Oh God, and she raps. I can’t believe I nearly forgot. She raps, like a rapper, from America. ‘Gongster’s Paradoise’ is her rap of choice. It comes with actions, jutting shoulders, hands flat to the ground with attitude matching that of her encounters with those red-head loving oul’ ones. On a recent family trip to the States we all had a post-4th of July singsong in one of our hotel rooms. Post-boozy 4th of July, you understand. I say ‘all’ but it was just the family. Just the family, in a room, singing to each other. Weird enough, you might say. Not so fast! Alice hadn’t performed yet. It was here that we were first treated to it: ‘Cause I’ve been blastin’ and laughin’ so long…’. It got to the chorus. ‘Sing with me!’ We couldn’t. We were folded over, shaking uncontrollably. It was without doubt one of the greatest highlights of my life. It got to the chorus again. Her loyal, delight of a boyfriend held up the words on the phone and joined in, on backing vocals. He didn’t make the sudden movements along with her but his vocal support was admirable. Her confidence is enviable. Her boyfriend’s love for her is enviable. I ask you, where would you get it? But I’m so happy she has it: the confidence, the humour, the love from others. She deserves it all, and so much more.

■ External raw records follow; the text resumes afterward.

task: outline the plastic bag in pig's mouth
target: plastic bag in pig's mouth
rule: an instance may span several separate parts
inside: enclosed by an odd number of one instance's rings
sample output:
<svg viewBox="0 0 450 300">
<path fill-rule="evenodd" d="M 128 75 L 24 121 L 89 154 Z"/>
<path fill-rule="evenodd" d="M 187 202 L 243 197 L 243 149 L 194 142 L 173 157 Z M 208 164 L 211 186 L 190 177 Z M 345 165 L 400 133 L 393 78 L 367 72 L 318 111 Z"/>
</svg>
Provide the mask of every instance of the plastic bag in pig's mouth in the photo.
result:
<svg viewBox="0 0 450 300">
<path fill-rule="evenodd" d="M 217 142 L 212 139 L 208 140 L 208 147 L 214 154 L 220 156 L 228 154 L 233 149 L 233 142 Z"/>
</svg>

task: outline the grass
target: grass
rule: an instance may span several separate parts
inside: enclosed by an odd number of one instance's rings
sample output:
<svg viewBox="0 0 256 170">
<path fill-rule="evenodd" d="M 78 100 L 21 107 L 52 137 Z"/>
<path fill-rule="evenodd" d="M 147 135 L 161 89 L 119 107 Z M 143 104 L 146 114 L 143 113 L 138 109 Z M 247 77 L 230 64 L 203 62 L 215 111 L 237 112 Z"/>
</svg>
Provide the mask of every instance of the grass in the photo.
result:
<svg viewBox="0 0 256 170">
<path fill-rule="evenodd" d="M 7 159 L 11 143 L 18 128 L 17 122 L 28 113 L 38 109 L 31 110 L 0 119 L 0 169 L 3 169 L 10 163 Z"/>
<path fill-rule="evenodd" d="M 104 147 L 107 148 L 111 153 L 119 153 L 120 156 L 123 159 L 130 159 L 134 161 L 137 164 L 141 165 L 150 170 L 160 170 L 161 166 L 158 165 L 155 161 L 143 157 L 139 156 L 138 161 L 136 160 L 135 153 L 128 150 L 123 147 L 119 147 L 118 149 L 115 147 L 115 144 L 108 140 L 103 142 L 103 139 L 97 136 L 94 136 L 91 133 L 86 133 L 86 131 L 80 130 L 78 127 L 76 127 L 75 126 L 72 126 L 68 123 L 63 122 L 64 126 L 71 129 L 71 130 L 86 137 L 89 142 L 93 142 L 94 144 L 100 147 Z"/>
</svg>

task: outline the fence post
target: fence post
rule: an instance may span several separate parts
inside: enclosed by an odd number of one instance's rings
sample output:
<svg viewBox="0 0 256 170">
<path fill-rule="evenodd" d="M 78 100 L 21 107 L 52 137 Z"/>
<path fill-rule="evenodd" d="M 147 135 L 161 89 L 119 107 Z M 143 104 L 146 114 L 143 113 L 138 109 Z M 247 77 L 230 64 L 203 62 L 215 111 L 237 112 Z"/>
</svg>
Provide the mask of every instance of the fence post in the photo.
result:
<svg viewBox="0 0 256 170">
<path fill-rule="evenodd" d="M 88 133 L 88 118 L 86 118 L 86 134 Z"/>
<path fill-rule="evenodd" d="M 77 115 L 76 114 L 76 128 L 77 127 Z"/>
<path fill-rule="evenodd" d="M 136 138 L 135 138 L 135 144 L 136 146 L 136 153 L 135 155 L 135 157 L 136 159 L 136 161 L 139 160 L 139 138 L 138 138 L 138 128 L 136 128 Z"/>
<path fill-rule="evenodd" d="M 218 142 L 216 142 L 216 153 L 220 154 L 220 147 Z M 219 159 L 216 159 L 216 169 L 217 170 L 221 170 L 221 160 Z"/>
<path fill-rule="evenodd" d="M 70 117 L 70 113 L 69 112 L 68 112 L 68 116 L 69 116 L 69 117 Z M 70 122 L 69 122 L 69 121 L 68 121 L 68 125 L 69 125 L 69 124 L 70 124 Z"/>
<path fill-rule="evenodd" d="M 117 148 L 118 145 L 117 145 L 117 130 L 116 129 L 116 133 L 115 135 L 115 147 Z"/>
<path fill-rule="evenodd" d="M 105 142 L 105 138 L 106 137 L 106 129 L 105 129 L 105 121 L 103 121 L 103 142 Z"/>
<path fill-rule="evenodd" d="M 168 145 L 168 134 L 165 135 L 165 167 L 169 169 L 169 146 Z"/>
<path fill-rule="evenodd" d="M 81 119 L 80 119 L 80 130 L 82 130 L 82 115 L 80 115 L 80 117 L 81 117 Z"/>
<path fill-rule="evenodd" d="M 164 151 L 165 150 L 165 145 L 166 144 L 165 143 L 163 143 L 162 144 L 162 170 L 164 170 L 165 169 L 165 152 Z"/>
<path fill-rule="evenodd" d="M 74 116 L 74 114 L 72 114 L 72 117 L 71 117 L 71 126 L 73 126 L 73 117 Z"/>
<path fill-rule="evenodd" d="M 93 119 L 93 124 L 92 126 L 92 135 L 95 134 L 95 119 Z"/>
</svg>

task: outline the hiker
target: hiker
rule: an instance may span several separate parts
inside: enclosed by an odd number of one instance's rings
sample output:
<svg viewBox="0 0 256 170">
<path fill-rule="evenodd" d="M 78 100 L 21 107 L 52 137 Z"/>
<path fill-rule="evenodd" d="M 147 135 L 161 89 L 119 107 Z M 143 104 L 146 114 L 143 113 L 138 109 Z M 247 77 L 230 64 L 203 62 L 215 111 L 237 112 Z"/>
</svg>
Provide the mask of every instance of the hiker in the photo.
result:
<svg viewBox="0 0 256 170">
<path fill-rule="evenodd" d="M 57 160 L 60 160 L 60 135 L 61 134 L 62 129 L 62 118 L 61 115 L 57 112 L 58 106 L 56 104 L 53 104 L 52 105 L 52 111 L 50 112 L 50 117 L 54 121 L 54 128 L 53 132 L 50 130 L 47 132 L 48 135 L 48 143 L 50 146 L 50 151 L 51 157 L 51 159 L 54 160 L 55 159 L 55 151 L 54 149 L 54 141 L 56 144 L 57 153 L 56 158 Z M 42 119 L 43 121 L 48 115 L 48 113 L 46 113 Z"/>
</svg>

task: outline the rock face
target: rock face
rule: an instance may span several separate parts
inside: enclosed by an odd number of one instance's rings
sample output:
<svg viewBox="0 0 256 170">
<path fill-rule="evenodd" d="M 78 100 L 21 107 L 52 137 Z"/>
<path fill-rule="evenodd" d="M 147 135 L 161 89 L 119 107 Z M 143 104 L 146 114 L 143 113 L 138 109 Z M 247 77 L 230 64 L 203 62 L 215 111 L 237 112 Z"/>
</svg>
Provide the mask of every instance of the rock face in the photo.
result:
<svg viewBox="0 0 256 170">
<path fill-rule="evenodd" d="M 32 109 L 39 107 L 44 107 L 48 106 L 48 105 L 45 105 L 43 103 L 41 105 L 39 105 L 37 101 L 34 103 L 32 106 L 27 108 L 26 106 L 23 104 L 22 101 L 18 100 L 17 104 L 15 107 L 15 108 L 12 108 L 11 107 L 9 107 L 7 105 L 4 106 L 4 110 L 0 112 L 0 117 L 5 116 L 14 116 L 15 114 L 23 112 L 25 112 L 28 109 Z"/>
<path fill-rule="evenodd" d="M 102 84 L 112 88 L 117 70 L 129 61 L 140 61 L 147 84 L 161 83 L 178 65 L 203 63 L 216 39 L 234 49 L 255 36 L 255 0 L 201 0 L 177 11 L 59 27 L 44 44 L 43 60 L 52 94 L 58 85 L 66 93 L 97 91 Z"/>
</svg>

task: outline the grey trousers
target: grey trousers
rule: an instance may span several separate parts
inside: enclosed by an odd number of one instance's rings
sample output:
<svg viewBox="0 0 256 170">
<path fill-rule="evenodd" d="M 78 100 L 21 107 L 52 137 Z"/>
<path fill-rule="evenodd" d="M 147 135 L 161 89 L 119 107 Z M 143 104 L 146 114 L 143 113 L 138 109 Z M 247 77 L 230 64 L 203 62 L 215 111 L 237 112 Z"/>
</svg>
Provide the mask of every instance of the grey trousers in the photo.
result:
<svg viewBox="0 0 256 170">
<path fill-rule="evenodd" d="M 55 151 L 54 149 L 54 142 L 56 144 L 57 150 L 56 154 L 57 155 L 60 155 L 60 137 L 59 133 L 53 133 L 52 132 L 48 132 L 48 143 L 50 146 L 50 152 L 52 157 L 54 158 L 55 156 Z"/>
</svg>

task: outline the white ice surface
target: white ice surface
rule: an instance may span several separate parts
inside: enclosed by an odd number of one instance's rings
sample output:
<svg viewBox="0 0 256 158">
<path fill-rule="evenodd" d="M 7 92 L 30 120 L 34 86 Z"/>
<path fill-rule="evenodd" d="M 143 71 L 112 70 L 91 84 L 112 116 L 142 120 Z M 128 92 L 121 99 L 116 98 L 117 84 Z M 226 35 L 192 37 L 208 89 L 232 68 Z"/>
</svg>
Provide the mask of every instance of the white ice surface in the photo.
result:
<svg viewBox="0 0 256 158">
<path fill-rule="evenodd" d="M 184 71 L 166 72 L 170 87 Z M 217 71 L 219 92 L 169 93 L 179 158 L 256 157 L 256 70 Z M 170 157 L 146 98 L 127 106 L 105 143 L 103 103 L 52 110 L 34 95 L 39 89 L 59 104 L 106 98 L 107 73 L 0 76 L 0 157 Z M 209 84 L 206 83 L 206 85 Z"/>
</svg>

We all love you a ridiculous amount, Ally Bally. We WISH we were with you in Melbourne, or that you were here, so we could celebrate with you (for an hour or two, until you get put to bed). Mel and I know that it is because of our wedding that your celebrations are over there instead of here and we are so grateful to you for making the trip home to be an integral part of all of the madness. With you being 30 in Australia I wondered what you would be turned upside down, over this side of the world. Still 30, it turns out. Isn’t that cool? So with that in mind, we’re raising a glass to our little sister reaching Level 3 and wishing you a decade of true adventure, awkward encounters, bad dancing, shameless posing, ferocious rapping, great feeds and laughing until snot comes out your nose. You rock, Alice!
*I say post-grad but I don’t quite know what it was. I’ll be corrected swiftly by herself if necessary. I won’t change it if it’s wrong though. I like to join my brother in some spirit-breaking from time to time.